The ICO had long campaigned for the compulsory audit powers they have under the Data Protection Act to be extended to the public health sector. Previously, the ICO could only compel central government departments to participate in a data protection audit and needed the consent of other organisations to investigate their procedures.

The Ministry of Justice (MoJ) consulted on plans to extend the ICO's compulsory audit powers to health bodies in March 2013. At the time it said it was convinced of the need to extend the powers after the ICO had provided evidence that showed that there are "significant compliance problems" within the NHS. The MoJ said that with the health sector facing changing practices through "modernisation", it was important to provide the ICO with the power to conduct compulsory data protection audits of the organisations to mitigate identified risks.

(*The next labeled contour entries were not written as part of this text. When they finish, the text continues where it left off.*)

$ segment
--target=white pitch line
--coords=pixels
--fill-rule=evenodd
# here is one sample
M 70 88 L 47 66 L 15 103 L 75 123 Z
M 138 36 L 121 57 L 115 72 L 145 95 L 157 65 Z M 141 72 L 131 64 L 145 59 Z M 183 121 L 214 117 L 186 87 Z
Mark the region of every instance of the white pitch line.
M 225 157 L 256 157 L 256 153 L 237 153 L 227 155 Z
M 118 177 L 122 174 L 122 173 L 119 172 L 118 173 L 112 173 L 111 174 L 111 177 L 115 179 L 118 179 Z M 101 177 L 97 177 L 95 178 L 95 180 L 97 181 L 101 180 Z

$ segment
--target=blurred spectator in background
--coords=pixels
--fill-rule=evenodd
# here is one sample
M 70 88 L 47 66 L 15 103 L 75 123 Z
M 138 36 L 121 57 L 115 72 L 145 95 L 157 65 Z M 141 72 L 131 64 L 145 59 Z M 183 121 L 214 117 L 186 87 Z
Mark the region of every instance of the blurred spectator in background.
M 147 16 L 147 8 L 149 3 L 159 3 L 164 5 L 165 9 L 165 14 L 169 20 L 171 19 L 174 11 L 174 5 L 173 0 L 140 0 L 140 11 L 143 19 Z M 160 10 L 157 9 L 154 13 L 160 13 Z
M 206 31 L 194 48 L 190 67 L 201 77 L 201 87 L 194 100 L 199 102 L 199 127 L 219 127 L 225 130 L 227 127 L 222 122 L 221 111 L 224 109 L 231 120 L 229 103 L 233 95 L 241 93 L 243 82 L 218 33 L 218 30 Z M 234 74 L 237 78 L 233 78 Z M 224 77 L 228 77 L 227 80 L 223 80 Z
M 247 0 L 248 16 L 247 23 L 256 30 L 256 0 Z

The MoJ's report said that the ICO's power to levy monetary penalties for data breaches is "an effective and important mechanism for ensuring data controllers take compliance seriously and take steps to prevent issues recurring". However, it added that it would also "clearly be ideal for risk areas to be identified and practices to be improved across an organisation long before such serious incidents occur".

Only now, though, has the ICO been handed the new powers.

"The ICO will be able to assess data protection by England’s NHS foundation trusts, GP surgeries, NHS Trusts and Community Healthcare Councils, and their equivalent bodies in Scotland, Wales and Northern Ireland under section 41A of the Data Protection Act," the ICO said in a statement. "The new legislation will not apply to any private companies providing services within public healthcare."

NHS organisations have been fined a total of £1.3 million by the ICO over serious Data Protection Act compliance failings, including the largest single fine the ICO has ever issued of £325,000 against Brighton and Sussex University Hospitals NHS Foundation Trust (BSUH).